Chapitre 9: 08. Tentang Grace, Lutfian dan Sean

Dua jam berlalu dalam sekejap. Mio puas dengan foto yang dia ambil. Kebanyakan foto yang dia abadikan adalah beberapa kafe bandara dan deretan tanaman kecil lucu. Mio menyukai bunga, makanan dan hal-hal lain yang terlihat manis. Meski tidak melebihi kecintaannya pada uang jadi tanaman kecil di pot atau bonsai di bandara Abu Dhabi adalah targetnya. Jadi setelah puas berkeliling, waktu menunjukkan pukul sepuluh malam ketika dia sampai di pesawat. Sean mengikuti di belakang. Berjalan dibelakang Sean diikuti empat pengawal dan Philip mendekatinya.

"Sudah?" Sean bertanya.

"Yes! Hari ini aku mendapatkan gambar banyak."

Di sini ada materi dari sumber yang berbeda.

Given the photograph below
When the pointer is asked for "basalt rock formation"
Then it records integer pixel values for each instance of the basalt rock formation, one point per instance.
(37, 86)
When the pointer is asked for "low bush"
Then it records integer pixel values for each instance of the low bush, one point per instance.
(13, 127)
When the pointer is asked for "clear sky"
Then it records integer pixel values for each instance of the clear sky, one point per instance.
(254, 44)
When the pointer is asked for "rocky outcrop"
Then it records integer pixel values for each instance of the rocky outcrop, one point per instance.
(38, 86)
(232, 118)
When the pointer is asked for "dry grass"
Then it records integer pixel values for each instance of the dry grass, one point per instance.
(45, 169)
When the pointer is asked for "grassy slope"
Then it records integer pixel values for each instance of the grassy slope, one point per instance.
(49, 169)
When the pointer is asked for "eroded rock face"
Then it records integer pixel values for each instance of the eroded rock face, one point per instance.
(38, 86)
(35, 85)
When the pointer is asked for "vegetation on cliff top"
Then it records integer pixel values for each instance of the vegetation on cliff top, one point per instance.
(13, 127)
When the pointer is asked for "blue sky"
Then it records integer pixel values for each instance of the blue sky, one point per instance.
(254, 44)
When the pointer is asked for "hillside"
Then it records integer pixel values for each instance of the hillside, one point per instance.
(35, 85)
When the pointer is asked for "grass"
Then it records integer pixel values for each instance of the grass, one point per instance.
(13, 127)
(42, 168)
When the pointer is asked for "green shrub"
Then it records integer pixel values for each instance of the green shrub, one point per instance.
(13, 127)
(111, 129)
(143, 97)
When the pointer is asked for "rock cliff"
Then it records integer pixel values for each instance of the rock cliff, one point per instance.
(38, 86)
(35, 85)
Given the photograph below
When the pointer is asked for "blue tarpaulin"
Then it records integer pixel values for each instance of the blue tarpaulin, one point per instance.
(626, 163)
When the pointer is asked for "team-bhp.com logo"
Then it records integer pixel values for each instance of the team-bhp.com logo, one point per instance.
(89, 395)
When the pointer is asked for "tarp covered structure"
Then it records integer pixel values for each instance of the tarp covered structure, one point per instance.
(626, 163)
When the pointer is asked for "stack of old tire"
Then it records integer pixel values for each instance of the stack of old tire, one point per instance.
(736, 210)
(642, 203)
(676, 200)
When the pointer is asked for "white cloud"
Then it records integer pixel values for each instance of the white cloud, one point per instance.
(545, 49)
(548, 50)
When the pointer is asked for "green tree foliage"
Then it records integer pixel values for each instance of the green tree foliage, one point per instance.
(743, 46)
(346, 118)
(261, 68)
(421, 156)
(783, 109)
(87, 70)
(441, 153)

"Gambar uang?" Ketika Sean bertanya dengan wajah datar, Philip dibelakang tidak bisa tidak mengutuk EQ tuannya. Ceo, bahkan jika ini hanya tunangam pura-pura anda tidak harus gamblang dengan wanita tentang matrealistisnya!

Mio merengut, " memang ada disini stan uang? Sudah kubilang aku tidak matrealistis!" Tapi kemudian Mio berkata pelan,

"Aku hanya sedikit menyukai uang."

"Sedikit?" Sean menaikkan salah satu alisnya. Meski Mio berkata pelan, Sean masih bisa mendengarnya.

"Ya baiklah kamu benar. Aku sangat menyukai uang. Tapi aku tadi tidak menemukan uang untuk aku foto."

"En. Ayo masuk." Tidak lagi menggoda Mio, Sean berjalan menaiki tangga pesawat dengan Mio yang mengikutinya di belakang.

Philip dibelakang sempat terdiam. Apakah Tuannya baru saja menggoda? Tuan yang berwajah datar ini? Apakah matahari terbit dari barat?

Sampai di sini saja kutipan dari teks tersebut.